Cairo more than answered his expectations. He stayed here till the 13th, making several excursions in company with Sir W. Gregory, notably to Boulak Museum, where he particularly notes the “man with ape” from Memphis; and, of course, the pyramids, of which he remarks that Cephren’s is cased at the top with limestone, not granite. His notebook and sketch-book show that he was equally interested in archeology, in the landscape and scenes of everyday life, and in the peculiar geographical and geological features of the country. His first impression of the Delta was its resemblance to Belgium and Lincolnshire. He has sections and descriptions of the Mokatta hill, and the windmill mound, with a general panorama of the surrounding country and an explanation of it. He remarks at Memphis how the unburnt brick of which the mounds are made up had in many places become remanie into a stratified deposit—distinguishable from Nile mud chiefly by the pottery fragments—and notes the bearing of this fact on the Cairo mounds. It is the same on his trip up the Nile; he jots down the geology whenever opportunity offered; remarks, as indication of the former height of the river, a high mud-bank beyond Edfou, and near Assouan a pot-hole in the granite fifty feet above the present level. Here is a detailed description of the tomb of Aahmes; there a river-scene beside the pyramid of Meidum; or vivid sketches of vulture and jackal at a meal in the desert, the jackal in possession of the carcass, the vulture impatiently waiting his good pleasure for the last scraps; of the natives working at the endless shadoofs; of a group of listeners around a professional story-teller—unfinished, for he was observed sketching them.
Egypt left a profound impression upon him.
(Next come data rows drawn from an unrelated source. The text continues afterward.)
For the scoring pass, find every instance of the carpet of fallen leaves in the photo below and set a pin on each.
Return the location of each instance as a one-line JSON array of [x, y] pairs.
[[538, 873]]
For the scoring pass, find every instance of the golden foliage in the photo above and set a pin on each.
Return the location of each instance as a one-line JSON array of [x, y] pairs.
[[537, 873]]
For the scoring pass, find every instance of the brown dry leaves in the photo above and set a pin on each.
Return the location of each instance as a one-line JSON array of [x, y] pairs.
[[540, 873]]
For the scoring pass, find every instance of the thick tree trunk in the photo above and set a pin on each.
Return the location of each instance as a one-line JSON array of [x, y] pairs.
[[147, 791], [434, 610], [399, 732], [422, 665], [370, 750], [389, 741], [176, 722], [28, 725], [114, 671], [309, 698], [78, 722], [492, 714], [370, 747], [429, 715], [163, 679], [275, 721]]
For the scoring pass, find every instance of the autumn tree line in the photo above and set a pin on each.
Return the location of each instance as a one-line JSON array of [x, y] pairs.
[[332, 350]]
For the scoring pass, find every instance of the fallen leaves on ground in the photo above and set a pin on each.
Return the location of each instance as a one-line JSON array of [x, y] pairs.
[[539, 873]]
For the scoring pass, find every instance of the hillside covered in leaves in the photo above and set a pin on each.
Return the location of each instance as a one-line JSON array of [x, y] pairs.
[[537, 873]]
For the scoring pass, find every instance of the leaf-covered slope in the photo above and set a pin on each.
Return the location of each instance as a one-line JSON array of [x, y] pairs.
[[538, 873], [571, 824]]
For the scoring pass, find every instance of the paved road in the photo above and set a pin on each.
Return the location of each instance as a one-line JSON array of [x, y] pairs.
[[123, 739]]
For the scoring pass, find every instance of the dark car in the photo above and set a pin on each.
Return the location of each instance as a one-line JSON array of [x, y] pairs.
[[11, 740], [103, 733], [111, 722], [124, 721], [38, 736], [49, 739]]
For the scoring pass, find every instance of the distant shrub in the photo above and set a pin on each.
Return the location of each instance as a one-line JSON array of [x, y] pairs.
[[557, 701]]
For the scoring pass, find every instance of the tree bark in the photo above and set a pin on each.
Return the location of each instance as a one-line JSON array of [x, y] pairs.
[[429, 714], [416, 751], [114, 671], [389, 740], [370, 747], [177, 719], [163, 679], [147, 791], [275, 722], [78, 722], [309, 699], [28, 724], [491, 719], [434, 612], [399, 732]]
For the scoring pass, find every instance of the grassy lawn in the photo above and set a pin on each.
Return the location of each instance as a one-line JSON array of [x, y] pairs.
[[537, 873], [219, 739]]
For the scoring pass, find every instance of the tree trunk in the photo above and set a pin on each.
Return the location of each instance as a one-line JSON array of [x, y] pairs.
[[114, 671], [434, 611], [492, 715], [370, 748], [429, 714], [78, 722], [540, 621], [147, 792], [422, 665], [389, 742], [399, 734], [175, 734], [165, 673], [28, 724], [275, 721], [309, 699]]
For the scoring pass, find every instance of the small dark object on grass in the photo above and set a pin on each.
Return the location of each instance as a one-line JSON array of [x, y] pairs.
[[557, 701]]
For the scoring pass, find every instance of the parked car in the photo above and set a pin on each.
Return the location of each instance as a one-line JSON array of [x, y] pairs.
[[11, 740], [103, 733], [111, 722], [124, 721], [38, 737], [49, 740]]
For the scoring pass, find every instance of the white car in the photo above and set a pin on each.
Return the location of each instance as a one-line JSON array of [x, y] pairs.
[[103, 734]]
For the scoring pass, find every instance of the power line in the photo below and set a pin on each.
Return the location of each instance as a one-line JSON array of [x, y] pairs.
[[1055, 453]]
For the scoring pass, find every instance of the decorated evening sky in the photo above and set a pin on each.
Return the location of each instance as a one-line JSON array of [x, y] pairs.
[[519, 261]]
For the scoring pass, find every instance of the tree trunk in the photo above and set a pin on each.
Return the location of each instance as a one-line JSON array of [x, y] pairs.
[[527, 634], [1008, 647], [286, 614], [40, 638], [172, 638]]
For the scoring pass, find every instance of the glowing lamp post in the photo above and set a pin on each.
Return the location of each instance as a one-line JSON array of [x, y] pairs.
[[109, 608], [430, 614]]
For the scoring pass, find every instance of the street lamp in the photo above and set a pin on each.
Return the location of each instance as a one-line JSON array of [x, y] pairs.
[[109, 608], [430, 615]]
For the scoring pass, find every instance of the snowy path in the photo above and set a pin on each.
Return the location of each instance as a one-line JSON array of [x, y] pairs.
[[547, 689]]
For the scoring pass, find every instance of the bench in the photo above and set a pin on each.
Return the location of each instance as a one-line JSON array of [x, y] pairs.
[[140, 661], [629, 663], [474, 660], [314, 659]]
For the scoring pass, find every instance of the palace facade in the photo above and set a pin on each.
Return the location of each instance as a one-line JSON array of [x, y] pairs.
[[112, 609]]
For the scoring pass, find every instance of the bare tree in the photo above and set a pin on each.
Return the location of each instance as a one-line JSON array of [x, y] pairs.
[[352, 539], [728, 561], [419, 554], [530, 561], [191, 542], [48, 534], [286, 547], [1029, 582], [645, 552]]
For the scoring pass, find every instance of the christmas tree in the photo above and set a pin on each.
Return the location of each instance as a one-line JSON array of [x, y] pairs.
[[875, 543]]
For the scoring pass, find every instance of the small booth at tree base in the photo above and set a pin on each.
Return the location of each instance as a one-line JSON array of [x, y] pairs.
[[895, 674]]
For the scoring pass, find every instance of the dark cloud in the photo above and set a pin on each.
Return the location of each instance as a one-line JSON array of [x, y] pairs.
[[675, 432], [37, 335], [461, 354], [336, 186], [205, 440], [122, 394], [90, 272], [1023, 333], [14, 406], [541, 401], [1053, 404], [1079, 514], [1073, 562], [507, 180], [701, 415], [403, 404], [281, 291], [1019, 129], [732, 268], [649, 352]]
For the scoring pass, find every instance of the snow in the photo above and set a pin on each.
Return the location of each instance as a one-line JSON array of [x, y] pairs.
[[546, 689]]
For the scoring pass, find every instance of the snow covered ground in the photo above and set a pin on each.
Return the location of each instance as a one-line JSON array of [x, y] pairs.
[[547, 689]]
His artistic delight in it apart, the antiquities and geology of the country were a vivid illustration to his trained eye of the history of man and the influence upon him of the surrounding country, the link between geography and history.
He left behind him for a while a most unexpected memorial of his visit. A friend not long after going to the pyramids, was delighted to find himself thus adjured by a donkey-boy, who tried to cut out his rival with “Not him donkey, sah; him donkey bad, sah; my donkey good; my donkey ’Fessor-uxley donkey, sah.” It appears that the Cairo donkey-boys have a way of naming their animals after celebrities whom they have borne on their backs.
While at Thebes, on his way down the river again, he received news of the death of the second son of Matthew Arnold, to whom he wrote the following letter:—]
Thebes, March 10, 1872.
My dear Arnold,
I cannot tell you how shocked I was to see in the papers we received yesterday the announcement of the terrible blow which has fallen upon Mrs. Arnold and yourself.
Your poor boy looked such a fine manly fellow the last time I saw him, when we dined at your house, that I had to read the paragraph over and over again before I could bring myself to believe what I read. And it is such a grievous opening of a wound hardly yet healed that I hardly dare to think of the grief which must have bowed down Mrs. Arnold and yourself.